特に、設立直後/株を入れた直後/すぐ第三者へ売却は、否認の火種になりやすいです。
2) 適正時価での譲渡を“勝ち切る”難度が高い(未上場株)
未上場株の「合理的評価」は、第三者売買価格があっても、
取引条件(拘束・希薄化・優先条項・ロックアップ等)
少数株か支配株か
会社のフェーズ
で評価レンジがブレます。ここで安く入れると、寄附(利益移転)・実質課税の論点が立ちやすいです。
3) “ミニマムタックス回避”になっても、総額で得とは限らない
個人の譲渡益を法人に寄せると、法人側で売却益に法人税等、配当で個人に戻すと二段課税、になりやすく、ミニマムタックスだけを見て動くと逆に重くなることが普通にあります。
(相談者様の含み益10億規模だと、ここは特に顕著になりがちです。)
否認リスク水準
税務上の否認リスク:中〜高
調査で説明コストが重い(評価・目的・意思決定プロセスの立証が必要)
“節税目的が主”と見られた瞬間に、一気に厳しくなります
もしやるなら最低限必要な条件(やるなら“これでも足りない”くらい)
資産管理会社の設立目的が税以外で説明できる(ガバナンス、投資方針、資金調達、リスク隔離など)
取締役会議事録、投資方針、資金計画、デューデリ資料など意思決定の証跡を残す
未上場株の譲渡価格は、第三者評価(複数手法)+取引条件調整まで含めて“防御可能なレンジ”に置く
2026→2027の売却が最初から一体で予定されていると見られない運用(ただし、今回の前提だと実態上かなり難しい)
明確に避けるべき設計
設立直後に株を入れて、すぐ同じ買い手に売る(導管扱いされやすい)
「A社の売買価格を根拠に、2026年だけ都合よく評価を置く」
譲渡対価の資金手当が曖昧(会社に資金がないのに買った形)
議事録・契約・評価書が薄い(調査で一発で崩れます)
代替案(“検討に値する”順)
売却の年次分散が本当に可能か(契約スキームとして分割譲渡・段階取得・アーンアウト等)

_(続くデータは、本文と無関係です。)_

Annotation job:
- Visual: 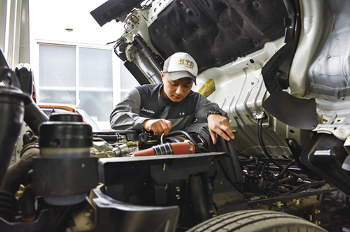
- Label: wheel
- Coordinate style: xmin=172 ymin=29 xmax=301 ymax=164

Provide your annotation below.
xmin=187 ymin=210 xmax=327 ymax=232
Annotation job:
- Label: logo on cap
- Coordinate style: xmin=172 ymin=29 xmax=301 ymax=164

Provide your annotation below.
xmin=179 ymin=59 xmax=194 ymax=69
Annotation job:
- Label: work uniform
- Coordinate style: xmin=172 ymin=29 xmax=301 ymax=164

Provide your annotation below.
xmin=110 ymin=83 xmax=226 ymax=131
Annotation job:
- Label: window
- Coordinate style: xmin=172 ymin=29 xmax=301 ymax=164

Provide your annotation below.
xmin=38 ymin=44 xmax=113 ymax=129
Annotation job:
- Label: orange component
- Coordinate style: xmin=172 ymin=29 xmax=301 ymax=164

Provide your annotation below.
xmin=134 ymin=142 xmax=196 ymax=156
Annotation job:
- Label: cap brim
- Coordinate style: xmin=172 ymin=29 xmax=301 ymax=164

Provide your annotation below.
xmin=168 ymin=71 xmax=196 ymax=84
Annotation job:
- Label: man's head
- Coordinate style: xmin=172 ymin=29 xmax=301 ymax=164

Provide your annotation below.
xmin=161 ymin=52 xmax=198 ymax=102
xmin=163 ymin=52 xmax=198 ymax=83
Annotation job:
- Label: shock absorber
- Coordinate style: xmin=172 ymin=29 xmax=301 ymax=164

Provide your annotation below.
xmin=33 ymin=114 xmax=98 ymax=205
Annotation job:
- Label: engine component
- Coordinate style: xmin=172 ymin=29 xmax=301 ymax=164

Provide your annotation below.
xmin=134 ymin=140 xmax=196 ymax=156
xmin=0 ymin=50 xmax=28 ymax=186
xmin=15 ymin=64 xmax=48 ymax=135
xmin=33 ymin=114 xmax=98 ymax=205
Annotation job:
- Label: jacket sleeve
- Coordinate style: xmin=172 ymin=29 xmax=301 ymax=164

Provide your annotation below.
xmin=195 ymin=94 xmax=228 ymax=123
xmin=109 ymin=89 xmax=149 ymax=131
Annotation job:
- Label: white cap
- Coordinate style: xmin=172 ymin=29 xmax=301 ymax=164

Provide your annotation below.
xmin=163 ymin=52 xmax=198 ymax=83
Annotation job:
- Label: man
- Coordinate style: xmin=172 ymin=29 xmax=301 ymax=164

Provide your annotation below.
xmin=110 ymin=52 xmax=235 ymax=144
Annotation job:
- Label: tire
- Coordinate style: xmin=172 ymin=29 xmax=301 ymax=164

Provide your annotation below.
xmin=187 ymin=210 xmax=327 ymax=232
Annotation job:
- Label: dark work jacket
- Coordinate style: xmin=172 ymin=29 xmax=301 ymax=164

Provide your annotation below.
xmin=110 ymin=84 xmax=226 ymax=131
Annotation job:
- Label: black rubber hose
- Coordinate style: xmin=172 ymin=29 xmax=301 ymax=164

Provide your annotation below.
xmin=15 ymin=64 xmax=49 ymax=135
xmin=0 ymin=144 xmax=40 ymax=195
xmin=257 ymin=119 xmax=316 ymax=182
xmin=190 ymin=176 xmax=209 ymax=224
xmin=20 ymin=184 xmax=35 ymax=222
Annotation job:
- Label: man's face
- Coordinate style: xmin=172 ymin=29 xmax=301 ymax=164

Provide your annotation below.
xmin=161 ymin=72 xmax=193 ymax=102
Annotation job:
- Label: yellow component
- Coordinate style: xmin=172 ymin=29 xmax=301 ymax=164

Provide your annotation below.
xmin=198 ymin=79 xmax=215 ymax=97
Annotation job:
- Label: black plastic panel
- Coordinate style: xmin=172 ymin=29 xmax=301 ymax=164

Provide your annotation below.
xmin=149 ymin=0 xmax=288 ymax=72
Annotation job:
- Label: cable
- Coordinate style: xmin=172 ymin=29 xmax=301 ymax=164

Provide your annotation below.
xmin=257 ymin=119 xmax=316 ymax=182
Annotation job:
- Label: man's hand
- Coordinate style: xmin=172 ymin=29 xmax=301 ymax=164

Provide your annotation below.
xmin=207 ymin=114 xmax=235 ymax=144
xmin=142 ymin=118 xmax=172 ymax=136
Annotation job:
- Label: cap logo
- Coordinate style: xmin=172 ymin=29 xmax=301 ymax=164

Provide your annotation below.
xmin=179 ymin=59 xmax=194 ymax=69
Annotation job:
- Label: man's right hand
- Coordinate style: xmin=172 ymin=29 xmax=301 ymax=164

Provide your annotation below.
xmin=142 ymin=118 xmax=172 ymax=136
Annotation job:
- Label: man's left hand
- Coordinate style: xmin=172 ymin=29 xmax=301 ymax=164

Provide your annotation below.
xmin=207 ymin=114 xmax=235 ymax=145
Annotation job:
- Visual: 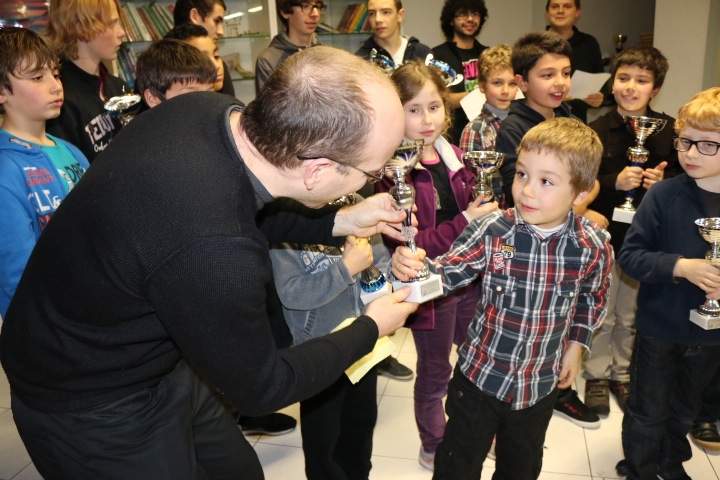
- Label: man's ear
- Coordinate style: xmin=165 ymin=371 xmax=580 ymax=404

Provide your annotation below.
xmin=143 ymin=88 xmax=162 ymax=108
xmin=298 ymin=158 xmax=335 ymax=190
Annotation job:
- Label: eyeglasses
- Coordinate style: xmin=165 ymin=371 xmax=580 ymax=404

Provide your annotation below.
xmin=673 ymin=137 xmax=720 ymax=156
xmin=455 ymin=10 xmax=480 ymax=18
xmin=290 ymin=2 xmax=327 ymax=13
xmin=297 ymin=155 xmax=385 ymax=183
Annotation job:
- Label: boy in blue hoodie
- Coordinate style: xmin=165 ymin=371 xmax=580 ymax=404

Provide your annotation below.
xmin=0 ymin=27 xmax=89 ymax=316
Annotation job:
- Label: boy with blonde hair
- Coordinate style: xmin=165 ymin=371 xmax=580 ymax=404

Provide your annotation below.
xmin=616 ymin=87 xmax=720 ymax=480
xmin=392 ymin=118 xmax=613 ymax=480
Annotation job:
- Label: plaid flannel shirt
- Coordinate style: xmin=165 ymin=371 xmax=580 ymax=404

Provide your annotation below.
xmin=431 ymin=209 xmax=613 ymax=410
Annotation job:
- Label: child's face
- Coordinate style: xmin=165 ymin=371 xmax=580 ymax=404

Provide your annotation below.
xmin=165 ymin=81 xmax=213 ymax=100
xmin=185 ymin=37 xmax=225 ymax=92
xmin=0 ymin=65 xmax=63 ymax=123
xmin=512 ymin=151 xmax=587 ymax=232
xmin=403 ymin=80 xmax=445 ymax=152
xmin=86 ymin=2 xmax=125 ymax=63
xmin=515 ymin=53 xmax=570 ymax=118
xmin=481 ymin=68 xmax=518 ymax=110
xmin=612 ymin=65 xmax=660 ymax=116
xmin=678 ymin=127 xmax=720 ymax=192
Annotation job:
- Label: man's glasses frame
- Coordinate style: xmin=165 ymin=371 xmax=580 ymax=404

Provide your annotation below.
xmin=297 ymin=155 xmax=385 ymax=183
xmin=673 ymin=137 xmax=720 ymax=157
xmin=290 ymin=2 xmax=327 ymax=13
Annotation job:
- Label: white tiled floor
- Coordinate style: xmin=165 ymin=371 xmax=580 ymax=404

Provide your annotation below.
xmin=0 ymin=329 xmax=720 ymax=480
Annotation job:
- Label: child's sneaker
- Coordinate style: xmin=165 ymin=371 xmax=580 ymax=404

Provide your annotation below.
xmin=418 ymin=447 xmax=435 ymax=472
xmin=555 ymin=388 xmax=600 ymax=429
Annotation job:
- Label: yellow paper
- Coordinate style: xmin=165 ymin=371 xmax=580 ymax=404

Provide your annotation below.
xmin=333 ymin=318 xmax=395 ymax=384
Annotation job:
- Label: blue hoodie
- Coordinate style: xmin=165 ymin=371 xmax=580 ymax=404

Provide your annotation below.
xmin=0 ymin=130 xmax=89 ymax=316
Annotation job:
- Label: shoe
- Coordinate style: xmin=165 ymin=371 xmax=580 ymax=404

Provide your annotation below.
xmin=555 ymin=389 xmax=600 ymax=429
xmin=418 ymin=447 xmax=435 ymax=472
xmin=690 ymin=422 xmax=720 ymax=452
xmin=238 ymin=413 xmax=297 ymax=436
xmin=378 ymin=357 xmax=415 ymax=381
xmin=585 ymin=379 xmax=610 ymax=415
xmin=610 ymin=380 xmax=630 ymax=413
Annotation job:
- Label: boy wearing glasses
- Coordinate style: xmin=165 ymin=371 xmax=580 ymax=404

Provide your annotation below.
xmin=255 ymin=0 xmax=320 ymax=93
xmin=616 ymin=87 xmax=720 ymax=479
xmin=583 ymin=47 xmax=682 ymax=415
xmin=432 ymin=0 xmax=488 ymax=145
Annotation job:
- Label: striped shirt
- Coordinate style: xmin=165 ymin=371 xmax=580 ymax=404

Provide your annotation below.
xmin=431 ymin=209 xmax=613 ymax=410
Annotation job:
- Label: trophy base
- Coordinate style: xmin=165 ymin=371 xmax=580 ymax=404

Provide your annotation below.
xmin=360 ymin=282 xmax=392 ymax=305
xmin=613 ymin=207 xmax=635 ymax=223
xmin=392 ymin=274 xmax=443 ymax=303
xmin=690 ymin=309 xmax=720 ymax=330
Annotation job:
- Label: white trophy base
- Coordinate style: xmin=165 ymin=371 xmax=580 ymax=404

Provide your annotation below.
xmin=690 ymin=309 xmax=720 ymax=330
xmin=613 ymin=207 xmax=635 ymax=223
xmin=392 ymin=273 xmax=443 ymax=303
xmin=360 ymin=282 xmax=392 ymax=305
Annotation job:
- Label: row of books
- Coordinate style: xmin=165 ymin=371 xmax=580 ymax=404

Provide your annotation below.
xmin=336 ymin=3 xmax=370 ymax=33
xmin=120 ymin=2 xmax=174 ymax=42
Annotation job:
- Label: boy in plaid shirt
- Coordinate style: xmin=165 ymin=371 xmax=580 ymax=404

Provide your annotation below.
xmin=392 ymin=118 xmax=613 ymax=480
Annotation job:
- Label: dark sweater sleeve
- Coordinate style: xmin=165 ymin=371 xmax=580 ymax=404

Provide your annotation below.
xmin=147 ymin=237 xmax=378 ymax=415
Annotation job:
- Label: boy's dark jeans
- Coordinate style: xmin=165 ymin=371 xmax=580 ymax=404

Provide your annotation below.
xmin=433 ymin=367 xmax=558 ymax=480
xmin=622 ymin=333 xmax=720 ymax=480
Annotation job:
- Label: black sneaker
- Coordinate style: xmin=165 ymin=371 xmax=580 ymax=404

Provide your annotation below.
xmin=555 ymin=388 xmax=600 ymax=429
xmin=378 ymin=356 xmax=415 ymax=382
xmin=238 ymin=413 xmax=297 ymax=436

組織再編(ホールディング化)を税繰り延べで組めるか(事業上の合理性が立つなら)
(相続・承継も絡むなら)承継設計とセットで最適化
※ここは事実関係次第で結論が大きく変わります。
本投稿は、2025年12月15日 13時50分公開時点の情報です。 投稿内容については、ご自身の責任のもと適法性・有用性を考慮してご利用いただくようお願いいたします。